I’m expecting slightly lower agriculture prices in 2016 with global commodity supplies either growing or already oversupplied. This has, not surprisingly, lead to concerns about profitability voiced by many attending the 2016 FCC Ag Outlook tour.

I’ve said before that one of the most important economic drivers of Canadian agriculture this year will be the potential squeeze in profits facing producers.

Last week’s USDA agriculture projections to 2025 validated the projection of softer commodity prices in 2016. Despite a potential price decrease this year, Canada’s producers will remain profitable, at least in part thanks to the loonie. It’ll provide support, albeit to varying degrees, across all sectors:

  • The livestock sector’s profit trends will be steady or decline slightly from their record highs
  • Profit trends in the grains and oilseeds sector will vary by commodity

Cattle profits will tighten but remain high

Expect tighter margins for cattle in 2016 - while remembering the sector’s recent years of record profitability. Futures markets suggest feedlot profitability will be challenged in the first half of the year, but will improve as the ratio of feeder-to-fed cattle comes down closer to its historical average. I expect cow-calf operations to remain profitable in 2016, although less so than last year. The dollar will help here.

Hogs to show profits in 2016

Profits in the hog sector should also be positive, especially for operations benefitting from economies of scale or managing operating expenses below the industry average. The recent repeal of COOL and the low loonie will bode well for Canada’s exports to the U.S., also helping lessen the impact of the 2015 U.S. herd expansion.

Profits in canola, wheat, corn and soybeans will differ

Three months ago, grains and oilseeds weren’t looking as good as they are now. Canola, for one, has bounced back due to the positive impact of the dollar. Exports have been strong and tighter stocks have supported prices. Available supply of wheat in the global marketplace is strong, and as such price expectations will be lower in 2016 than in 2015. This should bring margins lower than their historical average.

Conversely, profit margins for corn and soybeans are expected to be lower than their 5-year average. Large global stocks of both commodities and softer corn demand for biofuel production as oil prices continue to flounder will keep U.S. prices lower than their 5-year average. The low Canadian dollar will keep basis levels strong and protect Canadian prices from falling to a level where profits turn negative.

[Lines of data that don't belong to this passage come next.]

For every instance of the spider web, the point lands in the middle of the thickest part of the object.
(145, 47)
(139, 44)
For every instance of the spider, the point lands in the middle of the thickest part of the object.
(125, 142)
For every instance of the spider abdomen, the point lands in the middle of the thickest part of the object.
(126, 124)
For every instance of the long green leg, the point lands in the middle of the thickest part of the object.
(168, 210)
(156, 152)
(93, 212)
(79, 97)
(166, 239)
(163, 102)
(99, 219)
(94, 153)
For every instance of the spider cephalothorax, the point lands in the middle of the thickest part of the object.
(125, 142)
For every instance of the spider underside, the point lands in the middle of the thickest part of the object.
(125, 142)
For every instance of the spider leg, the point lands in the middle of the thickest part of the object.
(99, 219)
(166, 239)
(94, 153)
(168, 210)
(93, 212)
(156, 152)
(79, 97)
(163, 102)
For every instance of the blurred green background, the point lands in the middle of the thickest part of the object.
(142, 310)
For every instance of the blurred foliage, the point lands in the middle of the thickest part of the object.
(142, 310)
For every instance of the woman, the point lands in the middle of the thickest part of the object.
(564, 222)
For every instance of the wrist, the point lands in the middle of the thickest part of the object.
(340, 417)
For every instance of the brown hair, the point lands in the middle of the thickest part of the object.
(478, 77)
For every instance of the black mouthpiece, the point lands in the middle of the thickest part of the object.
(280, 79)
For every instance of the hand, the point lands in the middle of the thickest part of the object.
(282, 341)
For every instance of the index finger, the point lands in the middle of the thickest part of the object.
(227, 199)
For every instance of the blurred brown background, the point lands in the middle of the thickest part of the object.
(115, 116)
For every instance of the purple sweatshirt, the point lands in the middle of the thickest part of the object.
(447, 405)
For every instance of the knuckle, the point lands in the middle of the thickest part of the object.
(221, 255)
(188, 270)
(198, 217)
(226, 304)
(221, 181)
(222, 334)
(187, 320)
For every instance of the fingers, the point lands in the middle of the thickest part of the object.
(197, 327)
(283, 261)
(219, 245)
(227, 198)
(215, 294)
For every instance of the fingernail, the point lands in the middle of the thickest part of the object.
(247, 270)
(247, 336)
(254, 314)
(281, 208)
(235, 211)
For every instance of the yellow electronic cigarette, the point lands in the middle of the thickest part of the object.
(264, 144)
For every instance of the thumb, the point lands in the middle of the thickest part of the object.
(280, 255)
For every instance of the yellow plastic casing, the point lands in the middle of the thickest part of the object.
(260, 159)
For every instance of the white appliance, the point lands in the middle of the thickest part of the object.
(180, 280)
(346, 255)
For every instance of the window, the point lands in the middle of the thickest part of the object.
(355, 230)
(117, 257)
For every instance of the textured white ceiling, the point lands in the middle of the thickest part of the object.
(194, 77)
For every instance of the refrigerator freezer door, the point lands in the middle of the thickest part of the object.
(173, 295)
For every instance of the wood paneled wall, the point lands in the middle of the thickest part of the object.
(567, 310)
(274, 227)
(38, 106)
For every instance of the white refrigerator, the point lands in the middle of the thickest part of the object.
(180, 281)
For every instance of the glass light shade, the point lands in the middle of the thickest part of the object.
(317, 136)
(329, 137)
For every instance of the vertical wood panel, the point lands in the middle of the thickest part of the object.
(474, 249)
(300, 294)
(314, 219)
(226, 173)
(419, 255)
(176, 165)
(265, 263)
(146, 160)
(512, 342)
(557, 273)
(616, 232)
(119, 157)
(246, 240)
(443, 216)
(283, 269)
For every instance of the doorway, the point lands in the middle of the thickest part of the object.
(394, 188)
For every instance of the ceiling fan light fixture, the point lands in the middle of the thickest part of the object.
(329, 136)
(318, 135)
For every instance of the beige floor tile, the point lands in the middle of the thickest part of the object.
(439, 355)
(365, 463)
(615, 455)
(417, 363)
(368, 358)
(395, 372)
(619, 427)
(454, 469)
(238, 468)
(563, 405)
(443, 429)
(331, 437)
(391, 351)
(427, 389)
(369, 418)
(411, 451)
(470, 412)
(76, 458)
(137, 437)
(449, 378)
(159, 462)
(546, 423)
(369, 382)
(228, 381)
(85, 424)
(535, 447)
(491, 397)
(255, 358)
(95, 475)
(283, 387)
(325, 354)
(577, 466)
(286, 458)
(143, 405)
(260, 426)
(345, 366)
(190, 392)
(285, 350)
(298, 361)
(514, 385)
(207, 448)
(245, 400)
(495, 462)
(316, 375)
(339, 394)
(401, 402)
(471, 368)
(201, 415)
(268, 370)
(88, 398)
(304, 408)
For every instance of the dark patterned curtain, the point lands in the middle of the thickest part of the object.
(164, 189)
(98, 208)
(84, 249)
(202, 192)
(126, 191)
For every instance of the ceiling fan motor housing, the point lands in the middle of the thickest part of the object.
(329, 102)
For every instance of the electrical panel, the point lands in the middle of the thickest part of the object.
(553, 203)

Manage costs to maintain profits

As a strong believer in future markets, I’m going to stick with the message I delivered at the 2016 FCC Ag Outlook tour and my projection of “steady” or “slightly declining” profit margins in 2016. The depressed value of the loonie protects profit margins even if it does raise the price of some farm inputs. Farm management skills remain essential to a successful operation.